Issue 120727.1: UTF-8 for all sections with strings

Author: Paul Robinson
Champion: Paul Robinson
Date submitted: 2012-07-27
Date revised:
Date closed:
Type: Clarification
Status: Accepted with modifications
DWARF Version: 5
Section various, pg many
Places where the standard specifies or recommends UTF-8:

For the .debug_info section, the compilation-unit header may have a DW_AT_use_UTF8 attribute; and
there is a strong recommendation to use UTF-8 regardless.  By implication, this covers the .debug_str
section as well, as it contains strings that would otherwise be in the .debug_info section.

For the .debug_frame section, the "augmentation" string is explicitly specified as UTF-8.

For the .debug_pubnames section, there is no explicit statement, but its header contains a reference to
a compilation-unit header in .debug_info, making relatively easy to find any relevant DW_AT_use_UTF8
attribute.
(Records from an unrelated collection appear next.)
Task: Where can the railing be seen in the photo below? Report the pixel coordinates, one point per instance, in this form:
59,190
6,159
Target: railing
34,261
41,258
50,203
Also, it specifies that names are (in effect) copies of the strings from DW_AT_name
attributes, and so would use the same encoding as the corresponding .debug_info compilation unit.
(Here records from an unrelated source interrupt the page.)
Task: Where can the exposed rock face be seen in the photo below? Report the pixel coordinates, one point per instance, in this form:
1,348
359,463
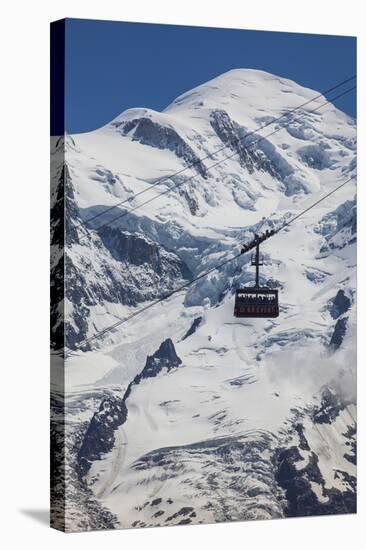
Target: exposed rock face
149,132
340,304
99,438
338,333
164,358
232,134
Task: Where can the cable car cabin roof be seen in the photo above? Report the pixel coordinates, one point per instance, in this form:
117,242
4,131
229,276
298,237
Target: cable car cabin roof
256,302
256,291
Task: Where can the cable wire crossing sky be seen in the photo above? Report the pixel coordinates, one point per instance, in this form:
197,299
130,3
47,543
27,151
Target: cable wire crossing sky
113,66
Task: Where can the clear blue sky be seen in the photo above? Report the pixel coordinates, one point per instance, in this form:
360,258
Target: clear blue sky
112,66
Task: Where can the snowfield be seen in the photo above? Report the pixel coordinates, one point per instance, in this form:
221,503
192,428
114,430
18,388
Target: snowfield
186,414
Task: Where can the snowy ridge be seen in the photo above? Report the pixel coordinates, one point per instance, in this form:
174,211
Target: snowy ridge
218,429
However, other sections also contain strings, and there is no specification or recommendation for the
encoding of those strings.  

For the .debug_line section, there is no explicit statement AND no easy way to get back to the
corresponding compilation-unit entry in the .debug_info section.

It is true that any given unit within the .debug_line section should be referenced from a compilation-unit
entry in the .debug_info section, and the DW_AT_use_UTF8 attribute could be implied to apply to the
referenced .debug_line section.  However this isn't useful for all consumers, e.g. an object-file dumper
asked to dump just the .debug_line section shouldn't have to dig up the corresponding compilation-unit
entry from .debug_info just to be able to interpret the strings in the .debug_line section.

For the .debug_macinfo section, there is no explicit statement AND no easy way to get back to the
corresponding compilation-unit entry in the .debug_info section. Unlike .debug_line, however, you
can't interpret all of the information without starting from the corresponding compilation-unit entry,
because .debug_macinfo refers to entries in the .debug_line section for the same compilation unit.
So, it is not too unreasonable to say that .debug_macinfo string encoding follows from the .debug_info
compilation-unit entry.


Proposal:
- Clarify that .debug_pubnames uses the same encoding as the referenced compilation-unit in .debug_info.
- Specify that .debug_macinfo uses the same encoding as the corresponding compilation-unit in .debug_info.
- Strongly recommend UTF-8 for strings in the .debug_line section.
  OR, specify that .debug_line uses the same encoding as the corresponding compilation-unit in
  .debug_info, and don't worry about the object-file-dumper case too much.

---

1/15/2013 -- Accepted with modification.  DW_AT_utf8 in a comp unit applies to all the other tables as well.